Almost one of five Americans over the age of 65 have “been taken advantage of financially in terms of an inappropriate investment, unreasonably high fees for financial services, or outright fraud,” according to a new survey.
Public Policy Polling (PPP) for the Investor Protection Trust (IPT), a nonprofit organization devoted to investor education and protection, discloses this finding in a survey of 3,672 Americans, including 2,257 seniors and 703 adults with senior parents. IPT conducted the research through automated telephone interviews with a random sample of American adults.
The report’s finding that 17 percent or nearly seven million seniors experienced financial elder abuse is slightly down from the 20 percent of seniors who reported in a 2010 IPT survey that they had been victimized.
While documenting the extent of elder financial abuse and exploitation in the U.S., the IPT report also identifies encouraging signs of improvement over the last 6 years:
Efforts to involve doctors in spotting and reporting signs of financial exploitation of the elderly appear to be working. Of those who are in touch with their parent’s health care providers, 21 percent of children with elderly parents report “the healthcare providers ever mention[ing] any concerns about your parents handling of money or relayed any concern from your parent about handling money”. (This is up sharply from 5 percent in 2010.)
However, of that same group, 27 percent report the health care provider has mentioned “concerns about your parents’ mental comprehension.” (This is up from the 2010 level of 19 percent.) More than three fifths (61 percent) of children are not in touch with their parents’ health care providers.
Concerted efforts to educate elderly investors about investment schemes may be gaining traction. In a major improvement from 2010, when 44 percent of those aged 65 or over got at least two out of four questions wrong about basic investment knowledge, over half (51 percent) polled this year’s survey got all the answers right and only 14 percent got two or more answers wrong.
Why the focus on the role of doctors? The effort led by IPT to involve doctors in spotting and reporting the signs of mild cognitive impairment (MCI) that can result in older Americans being more vulnerable to money swindles started in 2010. The IPT Elder Investment Fraud and Financial Exploitation (EIFFE) Prevention Program was developed by the Huffington Center on Aging at Baylor College of Medicine and the Texas Consortium Geriatric Education Center.

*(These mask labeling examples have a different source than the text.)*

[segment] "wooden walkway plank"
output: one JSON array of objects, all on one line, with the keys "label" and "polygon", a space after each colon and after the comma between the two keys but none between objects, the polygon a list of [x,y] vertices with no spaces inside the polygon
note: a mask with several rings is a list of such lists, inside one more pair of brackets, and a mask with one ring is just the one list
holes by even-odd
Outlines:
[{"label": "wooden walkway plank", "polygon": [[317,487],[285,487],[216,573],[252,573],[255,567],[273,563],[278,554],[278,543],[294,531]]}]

Since 2010, IPT has worked with 30 state securities offices to form a coalition to prevent elder investment fraud/financial exploitation. To date, 90 continuing medical education (CME) events have been held in 30 states and jurisdictions (as well as events at national and regional conferences), providing EIFEE Prevention Program training to 8,600 medical professionals.
“While it is still alarming to see that nearly one out of five older Americans have been victims of financial swindles, it is encouraging that doctors and adult children are more tuned into this problem,” says Investor Protection Trust President and CEO Don Blandin. “Doctors and the nurses who work with seniors are playing an important ‘first responder’ role in spotting older Americans who have been or are being victimized by investment fraud and other financial exploitation.”
Among the 2016 survey’s other key findings:
Nearly half (47 percent) of children of parents 65 or older are “very” or “somewhat” worried that their parents “have already become or will become less able to handle their personal finances over time.” (This is up from 40 percent in 2010.)
Only 25 percent say they are “not worried at all” about such a development. (This is down from 36 percent in 2010.) (Those over 65 have a somewhat different view: 30 percent are “very” or “somewhat” worried about being less able over time, compared to 36 who expressed such concerns in 2010.)
74 percent of children think that their parent aged 65 or older would tell them “immediately” if they were swindled, compared to 21 percent who think their parents would be ashamed and hide such a fact. However, nearly half (47 percent) of children say it is “not very likely” or “not likely at all” they would be able to figure out that their parent had been swindled if they did not disclose it. (That is up from 35 percent in 2010.)
90 percent of children are “very confident” or “somewhat confident” of their parent’s current ability to handle personal finances. Only 9 percent of children are “not very confident” or “not confident at all.”
This is relatively close to the views of those age 65 or older: 97 percent say they are “very” or “somewhat” confident about their current ability to handle money and just 3 percent who are “not very confident” or “not confident at all” with handling personal finances.